With a sudden flash of insight, she realised what he thought. He thought, in retrospect, that she had walked out on him because she hadn’t had the self-confidence to believe that she could ever marry and keep a man like him. He would have thought that without any vanity or arrogance, simply as a statement of truth. That was why he had given her that odd Christmas present. If only it was as simple as that.
‘When my mother died,’ she said, with a sigh, and with a feeling that this was uphill going all the way and no hope of it getting any easier, ‘I moved up here and took a job at the school I’m teaching at now.’
‘Did you think that everything would change?’ he asked gently.
‘It was the first taste of independence I’d ever had,’ Katherine admitted. ‘It was not as sweet as I had hoped, but I was happy anyway.’
‘Until one day you decided to go to London and see for yourself what else there was out there. Katherine, I understand, believe me.’
‘You only understand a small part of it,’ she said in a voice stronger than she felt inside. It was as though he had gathered together the pieces of a jigsaw puzzle and slotted them all together,
but the picture he had was a one-dimensional one. It seemed to make sense; it was only when you looked at it from different angles that you could see the inaccuracies, the gaps, the missing links.
‘I had been teaching for a while, and everything was moving merrily along, when I began to get headaches—dreadful, blinding headaches.’
He hadn’t expected that. He sat up and looked at her and the alertness was back on his face once again.
‘I could hardly concentrate on what I was doing,’ she said. She could remember as though it was yesterday the agony of lying in bed with the lights dimmed and a cold compress over her eyes. Every movement had hurt. It had even hurt to think. ‘In the end, I decided to go to the doctor and he sent me along to the hospital to have a scan done.
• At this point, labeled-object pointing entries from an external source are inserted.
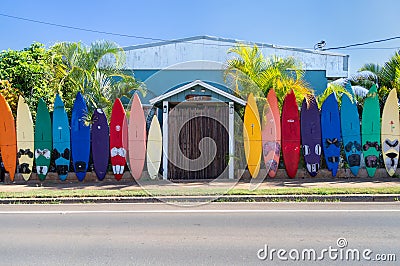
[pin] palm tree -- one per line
(251, 71)
(336, 88)
(95, 70)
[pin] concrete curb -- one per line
(205, 199)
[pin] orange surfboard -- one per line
(8, 138)
(136, 138)
(271, 134)
(252, 136)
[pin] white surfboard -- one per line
(154, 148)
(25, 139)
(390, 133)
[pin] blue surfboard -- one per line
(61, 139)
(351, 134)
(80, 137)
(331, 138)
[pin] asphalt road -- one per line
(213, 234)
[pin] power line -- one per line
(105, 32)
(345, 47)
(361, 44)
(82, 29)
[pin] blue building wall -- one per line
(158, 82)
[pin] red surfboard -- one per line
(118, 139)
(137, 138)
(290, 134)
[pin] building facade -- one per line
(185, 80)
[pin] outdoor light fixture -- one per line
(320, 45)
(231, 108)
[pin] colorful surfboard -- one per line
(154, 148)
(310, 123)
(390, 132)
(118, 139)
(80, 137)
(271, 134)
(61, 139)
(252, 136)
(351, 134)
(43, 140)
(136, 138)
(290, 134)
(25, 139)
(331, 136)
(100, 143)
(8, 139)
(371, 130)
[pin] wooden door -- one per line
(188, 124)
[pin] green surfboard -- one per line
(371, 131)
(43, 143)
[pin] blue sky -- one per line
(291, 23)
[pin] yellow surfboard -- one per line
(390, 132)
(252, 136)
(25, 140)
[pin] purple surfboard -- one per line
(100, 143)
(310, 125)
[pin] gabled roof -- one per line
(229, 43)
(195, 83)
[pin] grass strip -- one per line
(79, 193)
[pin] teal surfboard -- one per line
(351, 134)
(61, 139)
(371, 131)
(331, 135)
(42, 140)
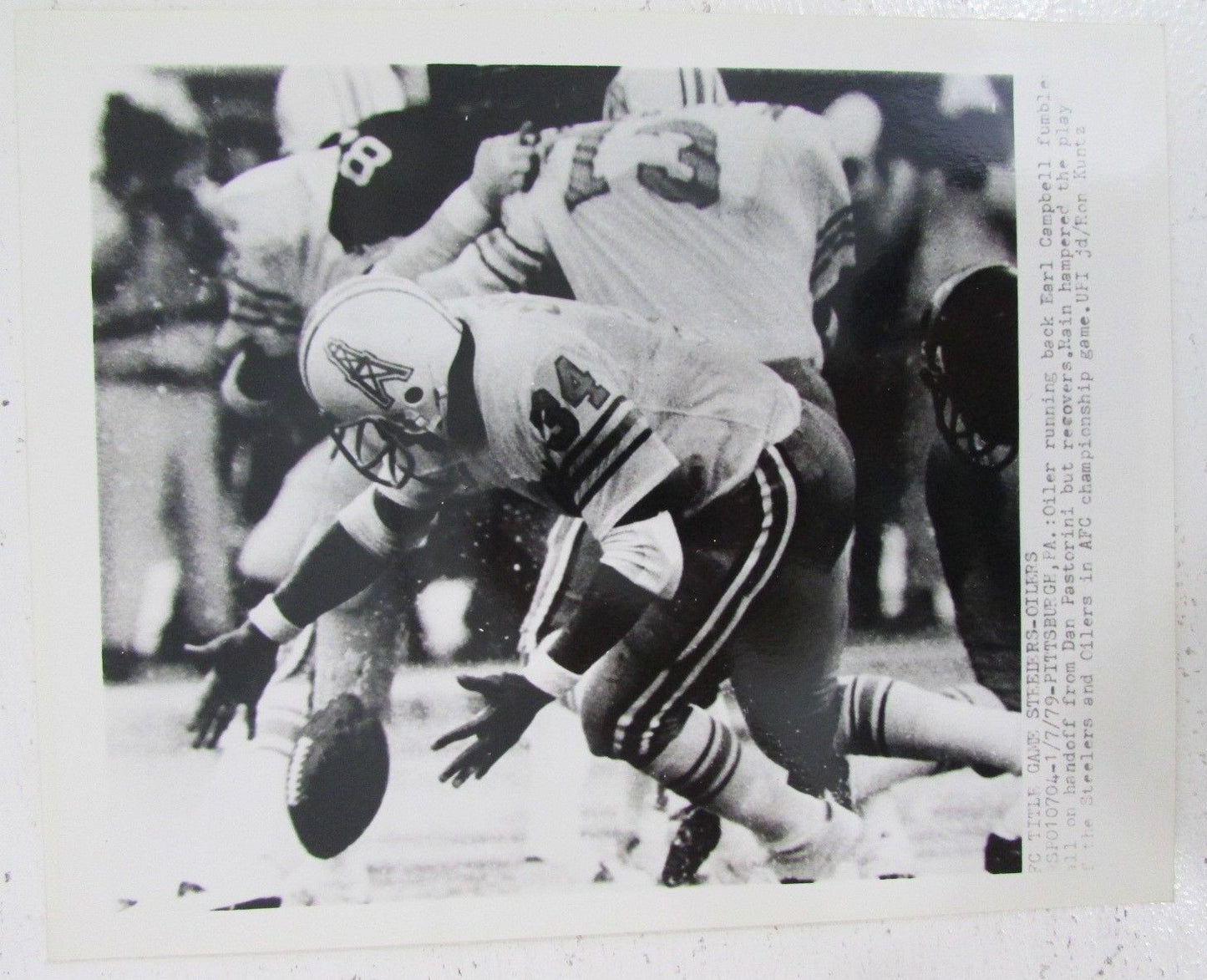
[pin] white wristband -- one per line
(271, 621)
(465, 212)
(541, 670)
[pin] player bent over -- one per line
(971, 484)
(722, 505)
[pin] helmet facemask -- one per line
(376, 356)
(971, 353)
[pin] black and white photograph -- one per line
(606, 396)
(591, 483)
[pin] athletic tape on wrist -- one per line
(543, 673)
(271, 621)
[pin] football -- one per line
(337, 776)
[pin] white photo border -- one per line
(1115, 78)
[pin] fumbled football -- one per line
(337, 776)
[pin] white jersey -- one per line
(588, 409)
(750, 250)
(298, 226)
(281, 257)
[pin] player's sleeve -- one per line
(829, 280)
(507, 258)
(600, 455)
(256, 269)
I can’t remember what the technical word for it was, but he said that it would show if there was anything seriously wrong. He seemed to think that it was stress. He said that people underplayed the importance of stress and only realised it was there when something like that began happening.’
He had been very sympathetic. He hadn’t acted as though she was a deranged woman fabricating symptoms which didn’t exist. She still went to the same surgery now, although that particular doctor had long retired, replaced by a doctor who seemed only just to have outgrown his boyhood acne. Katherine always thought with amusement that that was a sure sign that she was getting old.
Dominic stood up and poured himself another drink, and he remained standing, as though there was a sudden restlessness in him that couldn’t be contained.
‘And then what?’ he asked tightly. He raked his fingers through his hair and drank a bit more from the glass.
‘I went along. They did whatever they had to do and said that the results would be with the doctor within a week, but in fact my doctor telephoned me before that. He said that he needed to see me immediately.’ She put her hand to her forehead and realised that it was shaking, either from the sheer power of her memories of that time, or else from the near-panic she felt at the thought of continuing.